Statistics for all: Prediction
Measurements are often used to make predictions. For example, they can help predict how tall a 4-year-old is likely to be in adulthood, which students are likely to do better in an academic program, or which candidates are most likely to succeed in a particular job.
Some of the attributes we measure are strong predictors, others are weaker. For example, a child’s height at age 4 is a pretty strong predictor of adult height. Parental height is a weaker predictor. The complexity of a person’s workplace decision making, on its own, is a moderate predictor of success in the workplace. But the relation between the complexly of their workplace decision making and the complexity of their role is a strong predictor.
How do we determine the strength of a predictor? In statistics, the strength of predictions is represented by an effect size. Most effect size indicators are expressed as decimals and range from .00 –1.00, with 1.00 representing 100% accuracy. The effect size indicator you’ll see most often is r-square. If you’ve ever been forced to take a statistics course—;)—you may remember that r represents the strength of a correlation.
Before I explain r-square, let’s look at some correlation data. The four figures below represent 4 different correlations, from weakest (.30) to strongest (.90). Let’s say the vertical axis (40 –140) represents the level of success in college, and the horizontal axis (50 –150) represents scores on one of 4 college entrance exams. The dots represent students. If you were trying to predict success in college, you would be wise to choose the college entrance exam that delivered an r of .90.
Why is an r of .90 preferable? Well, take a look at the next set of figures. I’ve drawn lines through the clouds of dots (students) to show regression lines. These lines represent the prediction we would make about how successful a student will be, given a particular score. It’s clear that in the case of the first figure (r =.30), this prediction is likely to be pretty inaccurate. Many students perform better or worse than predicted by the regression line. But as the correlations increase in size, prediction improves. In the case of the fourth figure (r =.90), the prediction is most accurate.
What does a .90 correlation mean in practical terms? That’s where r-square comes in. If we multiply .90 by .90 (calculate the square), we get an r-square of .81. Statisticians would say that the predictor (test score), explains 81% of the variance in college success. The 19% of the variance that’s not explained (1.00 -.81 =.19) represents the percent of the variance that is due to error (unexplained variance). The square root of 19% is the amount of error (.44).
Correlations of .90 are very rare in the social sciences—but even correlations this strong are associated with a significant amount of error. It’s important to keep error in mind when we use tests to make big decisions—like who gets hired or who gets to go to college. When we use tests to make decisions like these, the business or school is likely to benefit—slightly better prediction can result in much better returns. But it’s not as clear that individuals will benefit. Because of error, there are always rejected individuals who would have performed well if they had been selected, and there are always accepted individuals who perform badly even though they were accepted.
As I mentioned earlier, correlations of .90 are very rare. So let’s get realistic. In recruitment contexts, the most predictive assessments (shown above) correlate with hire success in the range of .65, predicting 42% of the variance in hire success. That leaves 58% of the variance unexplained. The best hiring processes not only use the most predictive assessments, but also try to account for some of the left-over unexplained variance by considering additional predictive criteria.
On the low end of the spectrum, there are several common forms of assessment that explain less than 9% of the variance in recruitment success. Their correlations with recruitment success are lower than .30. Yet some of these, like person-job-fit (not to be confused with Precise Role Fit), reference checks, and EQ ability tests, are wildly popular.
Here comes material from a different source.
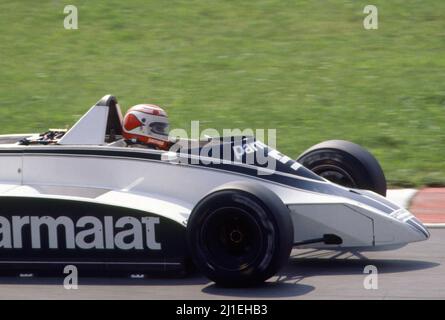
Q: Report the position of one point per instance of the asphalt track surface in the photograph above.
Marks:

In the context of hiring, the size of the variance explained by error in these cases (more than 91%) means there is a very big risk of being unfair to a large percentage of candidates.
If you’ve read my earlier article about replication, you know that the power-posing research could not be replicated. You also might be interested to learn that the correlations reported in the original research were also lower than .30. If power-posing had turned out to be a proven predictor of presentation quality, the question I’d be asking myself is, “How much effort am I willing to put into power-posing when the variance explained is lower than 9%?”
If we were talking about something other than power-posing, like reducing even a small risk that my child would die of a contagious disease, I probably wouldn’t hesitate to make a big effort.
Summing up (for now)
A basic understanding of prediction is worth cultivating. And it’s pretty simple. You don’t even have to do any fancy calculations. Most importantly, it can save you time and tons of wasted effort by providing a quick way to estimate the likelihood that an activity is worth doing (or product is worth having). Heck, it can even increase fairness. What’s not to like?
My organization, Lectica, Inc., is a 501(c)3 nonprofit corporation. Part of our mission is to share what we learn with the world. One of the things we’ve learned is that many assessment buyers don’t seem to know enough about statistics to make the best choices. The Statistics for all series is designed to provide assessment buyers with the knowledge they need most to become better assessment shoppers.